Start seeds indoors at least six weeks before the last frost date in your area. Sow annual seeds for cosmos (Cosmos sulphureus), ‘New Look’ feather celosia (Celosia argentea ‘New Look’), and marigolds (Calendula officinalis) six to eight weeks before the last frost. After six to eight weeks, you can plant them outside for blooms in May and June.

Remember, six weeks is a minimum. You need to start many perennials even earlier. Some perennial seeds need eight to ten weeks before the last frost. This provides time for plants like coneflowers (Echinacea purpurea), Eastern bee balm (Monarda bradburiana)and anise hyssop (Agastache foeniculum) to grow strong enough to produce late spring blooms from May to early June.

Note: Always check your seed package for specific instructions; some annuals and perennials may need more or less time to grow indoors before you can transplant them outside.

Transplant on or After the Last Frost

Plants ready for transplanting
Image credits: Zoe Schaeffer via Unsplash

If you start annual or perennial seeds inside, you will eventually need to move them outdoors to your spring flower garden! Generally, you can begin moving your transplants outdoors on or after the last frost of spring. For instance, you can transplant cosmos, coneflowers, and anise hyssop on or after the last spring frost. The exact day will depend on your area and may change each year.

Remember that while you can move some spring flowers outdoors right after the last frost, this is a general guideline. Other varieties may need warmer temperatures before transplanting, so always check the seed packet for tips.

Direct sowing — planting seeds directly into the ground — can be a good alternative to transplanting. You can direct sow cosmos and marigolds just before the last spring frost. Remember that some plants, such as ‘New Look’ feather celosia, grow better when you sow seeds after the final frost. Other seeds, like coneflowers, need to be planted much earlier — in the autumn. With so many different guidelines for direct sowing, always research your particular flower before planting.

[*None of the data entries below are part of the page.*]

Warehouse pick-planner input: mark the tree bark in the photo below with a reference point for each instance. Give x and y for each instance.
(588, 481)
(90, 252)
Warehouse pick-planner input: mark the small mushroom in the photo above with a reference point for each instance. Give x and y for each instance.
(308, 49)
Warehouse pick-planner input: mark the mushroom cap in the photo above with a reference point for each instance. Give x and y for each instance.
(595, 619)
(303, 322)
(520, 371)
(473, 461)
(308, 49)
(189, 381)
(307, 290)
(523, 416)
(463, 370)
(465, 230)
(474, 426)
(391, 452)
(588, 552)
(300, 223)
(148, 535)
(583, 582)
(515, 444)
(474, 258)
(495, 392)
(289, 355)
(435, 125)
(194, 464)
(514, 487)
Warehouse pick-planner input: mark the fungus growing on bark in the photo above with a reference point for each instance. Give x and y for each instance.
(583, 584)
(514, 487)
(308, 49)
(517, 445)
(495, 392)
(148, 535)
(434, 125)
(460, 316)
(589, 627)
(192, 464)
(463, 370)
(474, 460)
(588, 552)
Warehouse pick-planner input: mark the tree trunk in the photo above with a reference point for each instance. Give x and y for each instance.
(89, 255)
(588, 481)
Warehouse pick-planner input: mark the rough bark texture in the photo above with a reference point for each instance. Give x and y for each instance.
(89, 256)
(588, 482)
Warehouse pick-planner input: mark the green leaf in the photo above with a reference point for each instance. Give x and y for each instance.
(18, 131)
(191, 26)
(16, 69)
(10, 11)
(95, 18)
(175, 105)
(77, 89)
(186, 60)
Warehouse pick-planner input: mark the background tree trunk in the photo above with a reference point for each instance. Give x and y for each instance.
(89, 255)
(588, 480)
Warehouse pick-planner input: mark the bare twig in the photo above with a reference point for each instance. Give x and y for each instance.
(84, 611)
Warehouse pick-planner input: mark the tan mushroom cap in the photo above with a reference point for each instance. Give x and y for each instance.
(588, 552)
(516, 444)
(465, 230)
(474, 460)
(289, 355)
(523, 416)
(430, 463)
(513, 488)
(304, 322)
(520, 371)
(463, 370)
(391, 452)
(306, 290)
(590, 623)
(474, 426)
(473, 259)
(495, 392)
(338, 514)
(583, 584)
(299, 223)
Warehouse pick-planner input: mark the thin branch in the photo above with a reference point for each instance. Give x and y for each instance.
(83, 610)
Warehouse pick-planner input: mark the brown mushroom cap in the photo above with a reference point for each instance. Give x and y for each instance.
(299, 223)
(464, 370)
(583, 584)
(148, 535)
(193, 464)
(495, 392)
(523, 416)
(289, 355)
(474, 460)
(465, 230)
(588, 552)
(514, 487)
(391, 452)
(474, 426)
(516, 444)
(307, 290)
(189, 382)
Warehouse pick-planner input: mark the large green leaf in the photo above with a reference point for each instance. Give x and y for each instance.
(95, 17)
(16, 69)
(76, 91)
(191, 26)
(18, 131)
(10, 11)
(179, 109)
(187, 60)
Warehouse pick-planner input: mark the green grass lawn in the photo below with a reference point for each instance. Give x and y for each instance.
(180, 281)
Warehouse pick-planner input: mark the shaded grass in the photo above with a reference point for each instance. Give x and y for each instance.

Pro Tip: Harden off your plants before transplanting them into your garden. To begin, take your plants outside for one or two hours. Then, gradually increase the length of time they are outside for a week or two before you plant them. This will help them to better acclimate to living outdoors in your garden.

Plant Your Spring Flower Garden on Time

Spring flowers are simply delightful! Whether you plant bulbs in autumn for spring flowers or start seeds indoors, it is crucial to time your garden correctly. Following gardening guidelines for your specific flowers will help to ensure the blooms are healthy and vibrant!